Compilers take source code written in an input language, like C or Go, and translate it into a target assembly language for architectures like x86 and ARM. Naively, when we introduce a new language, we would write a compiler for each architecture it targets, and symmetrically write many new compilers for each new architecture. Instead, we introduce a universal intermediate representation (IR) language, and split our compiler into a frontend that compiles from the input source to the IR, and a backend that compiles from the IR to assembly. Now, each input language needs only one frontend, and each target language only one backend, instead of the quadratic number we needed before.

The LLVM project is a collection of compiler tools, most famously producing the clang C/C++ compiler which uses the frontend/backend style, with the LLVM IR in the middle. As another example, Rust’s rustc compiler is just a frontend that emits LLVM IR, and so Rust programs can reuse all of the hard work already put into optimising the LLVM backends.

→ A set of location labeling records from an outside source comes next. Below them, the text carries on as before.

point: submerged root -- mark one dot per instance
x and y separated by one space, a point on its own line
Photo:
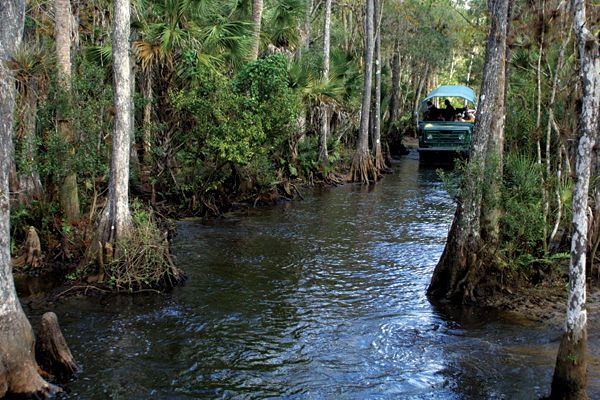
19 372
362 169
142 259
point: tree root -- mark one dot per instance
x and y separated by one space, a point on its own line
362 169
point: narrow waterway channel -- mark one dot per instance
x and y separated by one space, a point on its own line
316 299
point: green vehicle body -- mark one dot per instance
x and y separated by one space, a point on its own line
445 138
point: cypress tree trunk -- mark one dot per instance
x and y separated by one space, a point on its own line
18 368
307 26
257 6
69 196
116 220
324 109
394 105
362 165
377 153
464 261
570 375
30 184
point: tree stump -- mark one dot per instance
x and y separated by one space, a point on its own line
51 350
33 248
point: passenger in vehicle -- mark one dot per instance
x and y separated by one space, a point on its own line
449 113
432 113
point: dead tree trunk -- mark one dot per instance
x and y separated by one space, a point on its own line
464 261
570 374
51 350
18 368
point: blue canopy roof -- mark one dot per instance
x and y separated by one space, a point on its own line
461 91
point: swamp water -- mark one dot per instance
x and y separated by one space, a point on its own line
316 299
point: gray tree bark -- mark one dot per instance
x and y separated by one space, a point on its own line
69 195
324 109
377 153
394 105
362 164
116 220
465 262
257 7
570 374
18 368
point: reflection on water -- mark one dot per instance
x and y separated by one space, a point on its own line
318 299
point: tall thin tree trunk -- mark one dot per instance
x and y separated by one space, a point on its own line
257 7
549 128
377 153
570 374
419 92
30 184
147 117
307 25
465 262
116 220
69 195
324 109
18 368
362 165
394 105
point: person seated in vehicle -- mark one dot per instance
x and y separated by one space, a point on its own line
449 113
461 114
431 113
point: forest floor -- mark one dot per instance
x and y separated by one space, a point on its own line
547 302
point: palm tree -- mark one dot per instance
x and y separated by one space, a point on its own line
28 64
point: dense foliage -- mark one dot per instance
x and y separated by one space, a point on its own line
212 129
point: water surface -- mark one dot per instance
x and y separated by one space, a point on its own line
316 299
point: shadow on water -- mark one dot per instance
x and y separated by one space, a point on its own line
322 298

I wanted to understand more about this IR and how it worked, and so I picked a simple language to write a compiler frontend for. I settled on Brainfuck, possibly the simplest real language there is. With only eight commands, programs operate on a linear memory of coninguous bytes, and can move the data pointer left (<) or right (>), increment (+) or decrement (-) the value under the data pointer, get user input (,), or write output (.). Critical for Turing completeness, we also have constructs for conditional jumps ([ and ]) that allow us to implement loops.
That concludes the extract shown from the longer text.